Pero entonces ya no te oía. Sólo quería morir, desaparecer, no haber existido. Deseaba inútilmente no haber tropezado contigo en el andén de Antón Martín una mañana de hace tan poco tiempo. Deseaba no haberte reconocido, haber ignorado tu voz, girar la cabeza y olvidarte sin cruzar palabra dentro de la infinita secuencia de rostros anónimos, en vez de disfrazarme de víctima y soltarte que, bueno, ya sabes, después de tantos tumbos, de picar en muchos platos sin comprometerme, al final, aquí me tienes, cincuenta y dos años y todavía soltero…

-¿Cuándo la conociste, Alfredo? -insistías y yo querría no haber vivido nunca para no hacerte daño.
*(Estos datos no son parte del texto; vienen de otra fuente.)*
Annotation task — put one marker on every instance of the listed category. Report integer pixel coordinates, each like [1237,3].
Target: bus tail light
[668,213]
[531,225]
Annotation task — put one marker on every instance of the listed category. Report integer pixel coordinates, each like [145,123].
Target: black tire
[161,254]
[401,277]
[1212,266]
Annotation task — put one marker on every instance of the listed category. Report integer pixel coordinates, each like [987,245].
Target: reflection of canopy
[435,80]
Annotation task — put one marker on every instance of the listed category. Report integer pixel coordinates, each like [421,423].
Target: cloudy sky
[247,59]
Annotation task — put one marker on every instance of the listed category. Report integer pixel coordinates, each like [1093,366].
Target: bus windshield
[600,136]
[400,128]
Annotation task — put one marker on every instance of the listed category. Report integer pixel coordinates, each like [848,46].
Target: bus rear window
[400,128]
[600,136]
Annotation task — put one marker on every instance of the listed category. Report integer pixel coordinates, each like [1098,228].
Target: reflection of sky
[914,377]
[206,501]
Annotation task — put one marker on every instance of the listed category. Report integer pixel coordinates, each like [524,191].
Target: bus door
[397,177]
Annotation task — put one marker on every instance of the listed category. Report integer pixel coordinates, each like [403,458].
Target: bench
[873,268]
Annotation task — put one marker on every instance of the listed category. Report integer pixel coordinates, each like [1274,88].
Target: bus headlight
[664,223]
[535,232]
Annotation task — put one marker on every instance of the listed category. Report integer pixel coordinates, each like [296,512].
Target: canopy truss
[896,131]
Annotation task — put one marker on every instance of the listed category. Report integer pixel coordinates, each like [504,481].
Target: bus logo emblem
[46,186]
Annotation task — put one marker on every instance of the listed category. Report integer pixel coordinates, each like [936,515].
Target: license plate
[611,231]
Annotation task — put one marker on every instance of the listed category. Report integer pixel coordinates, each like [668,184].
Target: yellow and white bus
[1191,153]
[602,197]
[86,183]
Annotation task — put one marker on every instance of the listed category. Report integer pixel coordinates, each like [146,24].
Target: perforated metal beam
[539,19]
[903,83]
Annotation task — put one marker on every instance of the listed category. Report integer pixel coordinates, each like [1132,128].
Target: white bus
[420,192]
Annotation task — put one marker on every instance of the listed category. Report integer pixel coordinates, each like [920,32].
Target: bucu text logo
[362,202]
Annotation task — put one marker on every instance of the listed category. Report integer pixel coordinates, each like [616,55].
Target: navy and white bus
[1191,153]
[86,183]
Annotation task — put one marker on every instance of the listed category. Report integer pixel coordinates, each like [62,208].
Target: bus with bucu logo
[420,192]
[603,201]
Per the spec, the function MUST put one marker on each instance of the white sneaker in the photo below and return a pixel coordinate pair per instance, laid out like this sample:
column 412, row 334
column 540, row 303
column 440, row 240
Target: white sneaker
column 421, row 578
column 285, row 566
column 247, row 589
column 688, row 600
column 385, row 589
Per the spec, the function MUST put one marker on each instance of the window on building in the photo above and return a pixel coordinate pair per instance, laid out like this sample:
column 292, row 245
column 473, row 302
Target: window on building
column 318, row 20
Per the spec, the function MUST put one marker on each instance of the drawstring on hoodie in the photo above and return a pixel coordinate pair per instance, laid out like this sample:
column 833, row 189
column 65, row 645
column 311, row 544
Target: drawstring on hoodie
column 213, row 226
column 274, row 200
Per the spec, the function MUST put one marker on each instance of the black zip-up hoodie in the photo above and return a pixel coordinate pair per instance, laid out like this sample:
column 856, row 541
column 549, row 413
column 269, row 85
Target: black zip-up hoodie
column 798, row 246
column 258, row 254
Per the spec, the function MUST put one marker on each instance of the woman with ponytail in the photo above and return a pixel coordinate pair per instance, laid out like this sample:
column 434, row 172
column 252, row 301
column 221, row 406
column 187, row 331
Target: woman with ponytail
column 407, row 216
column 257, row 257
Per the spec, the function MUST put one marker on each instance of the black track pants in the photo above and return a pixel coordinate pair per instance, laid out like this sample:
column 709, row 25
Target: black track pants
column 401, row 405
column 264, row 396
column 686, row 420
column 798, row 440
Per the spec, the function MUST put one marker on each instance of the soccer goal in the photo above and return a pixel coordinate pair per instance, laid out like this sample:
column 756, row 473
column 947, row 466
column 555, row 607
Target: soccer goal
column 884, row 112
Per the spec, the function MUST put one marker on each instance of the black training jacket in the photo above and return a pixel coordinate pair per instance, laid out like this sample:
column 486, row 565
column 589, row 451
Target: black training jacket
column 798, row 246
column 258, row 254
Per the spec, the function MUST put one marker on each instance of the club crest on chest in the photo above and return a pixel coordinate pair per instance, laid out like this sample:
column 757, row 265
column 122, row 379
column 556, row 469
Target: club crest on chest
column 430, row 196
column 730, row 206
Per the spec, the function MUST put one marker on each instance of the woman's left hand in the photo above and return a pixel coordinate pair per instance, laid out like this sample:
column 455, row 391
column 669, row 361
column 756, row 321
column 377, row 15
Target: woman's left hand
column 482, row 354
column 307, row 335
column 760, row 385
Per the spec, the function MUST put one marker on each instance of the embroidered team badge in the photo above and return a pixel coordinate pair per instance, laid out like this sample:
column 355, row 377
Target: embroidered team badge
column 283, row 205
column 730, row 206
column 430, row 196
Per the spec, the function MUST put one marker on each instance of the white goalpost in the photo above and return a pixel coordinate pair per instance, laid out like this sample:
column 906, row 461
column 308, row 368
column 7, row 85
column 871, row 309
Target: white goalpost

Hoy he sentido tu mano cálida por debajo de los subterfugios del oncólogo, como si acariciara una sábana limpia de remordimientos, y de nuevo he visto tu mirada triste de hace unos meses y he deseado, como entonces, estar muerto.

Porque te mentí.

Aunque eso lo sabes desde el mismo instante en que traté de echar balones fuera, buscando precipitadamente una respuesta que acallara mis dudas, que no las tuyas. Porque siempre sospechaste algo, incluso cuando decidiste que era hora de quedarnos en tu casa y dejar de vernos en hoteles. Pensabas que los chicos ya eran mayores y que me aceptaban como tu segunda oportunidad. Pero creo que ya olías que te ocultaba un as en la manga y aún así decidiste continuar. Hasta hace un par de meses, después de que me dieran los resultados del tratamiento. Fue como si tú también leyeras mi destino al trasluz de las radiografías, como si las manchitas blancas revelaran la parte de mí que no he querido que vieses en ningún momento pero que intuiste desde el principio.

Lo supiste siempre, Emma, sin embargo hiciste como si no te importara. Como si de verdad me quisieras con un amor entero, sin tiempo, como si aquel día, en el aeropuerto, yo hubiese sido otro y la vida hubiera sido tan diferente para los dos. Ahora sé que me has querido con ese amor imposible de la chica que sigues siendo. La joven adorable a la que desde entonces he sido incapaz de corresponder con honestidad.

No te lo mereces, Emma, y yo no te merezco. He sido un cobarde y tú mi inútil salvación, porque ella siempre ha estado ahí, conmigo… Ella, Marta, mi esposa.

Gracias, cariño. Mi único amor, mi dulce esperanza, perdóname. Perdóname, Emma. Perdonadme las dos. Siento que las hojas empiezan a doblarse debido a la presión que ejercen las manos. Son unas manos enrojecidas, que aprietan con furia hasta que la superficie de los folios se arruga como si los dedos, que parecen garras, intentaran estrangular los ramilletes de palabras. El papel cede rápidamente y la carta es despedazada en varios trozos. La mujer acompaña este gesto con un grito de rabia que rasga el silencio de la casa. Una casa vacía, que nunca conoció la alegría de los hijos, un nido huero en el que falta el marido y en el que ahora se escucha el quejido feroz, implacable, de alguien que tal vez no tenga una segunda oportunidad.